Allstate & Travelers Q3 catastrophe losses lower than anticipated

by Artemis on October 18, 2018

Two of the largest U.S. primary insurance companies have surprised analysts with lower than expected catastrophe losses for the month of September 2018, but across the third-quarter as a whole it is Allstate who has experienced the highest loss bill.

For September Allstate reported a catastrophe impact of $177 million, pre-tax ($140 million after-tax), with 13 events costing it $145 million, pre-tax, and the rest coming from unfavorable reserve development on previously reported catastrophe losses.

This is lower than all of the major equity analyst firms had been expecting, causing them to largely raise their Q3 earnings estimates for the firm.

Allstate said that hurricane Florence has accounted for roughly 50% of the insurers September event catastrophe losses.

For the entire third-quarter Allstate has now reported $625 million of catastrophe losses, pre-tax ($494 million after-tax), which is lower than the $861 million the firm reported for the third-quarter of 2017.

Travelers, meanwhile, reported its third-quarter results today, which our sister publication Reinsurance News covered earlier here.

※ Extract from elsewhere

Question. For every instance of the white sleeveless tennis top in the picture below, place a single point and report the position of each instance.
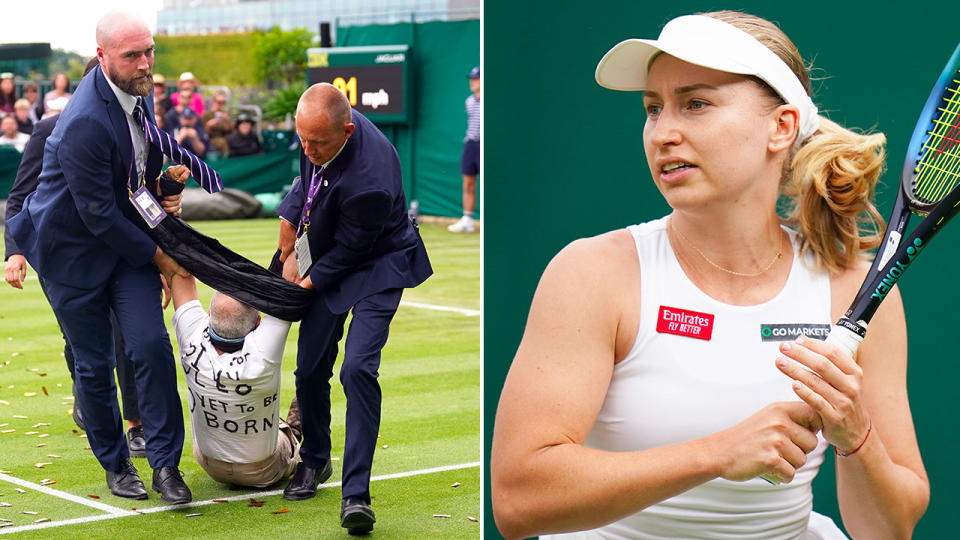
(699, 366)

Travelers reported third-quarter 2018 catastrophe losses of just $264 million after reinsurance, again significantly lower than most of the equity analysts had been expecting and much lower than the $700 million of Q3 2017 catastrophe losses the insurer reported a year ago.

Travelers said that its quarterly catastrophe losses were primarily related to Hurricane Florence, wind and hail storms across the United States and a wildfire in California (likely the Carr fire).

The fact that both of these insurers estimates of catastrophe losses have come in below analyst expectation in a quarter that looks set to see reinsurance firms reporting higher than expected losses from catastrophes, perhaps reflects the type of events seen and also the more robust reinsurance programs many insurers are now buying.

Travelers estimates are delivered net of reinsurance and Allstate’s estimates are typically delivered pre-tax and after reinsurance has been taken into account, but without revealing how much of the periods losses have fallen to their reinsurance partners.

It’s possible that this trend will be one repeated through the Q3 results season, with insurers faring better than anticipated while reinsurers report slightly higher than expected loss burdens (see RenaissanceRe and Swiss Re from earlier today), a trend that will likely read across to the ILS fund sector if this proves to be the case.

So Allstate has taken the largest bill for the quarter, but the amount passed on to their reinsurance partners is likely to have been relatively significant and a key lever in helping these insurers to manage the volatility in their earnings.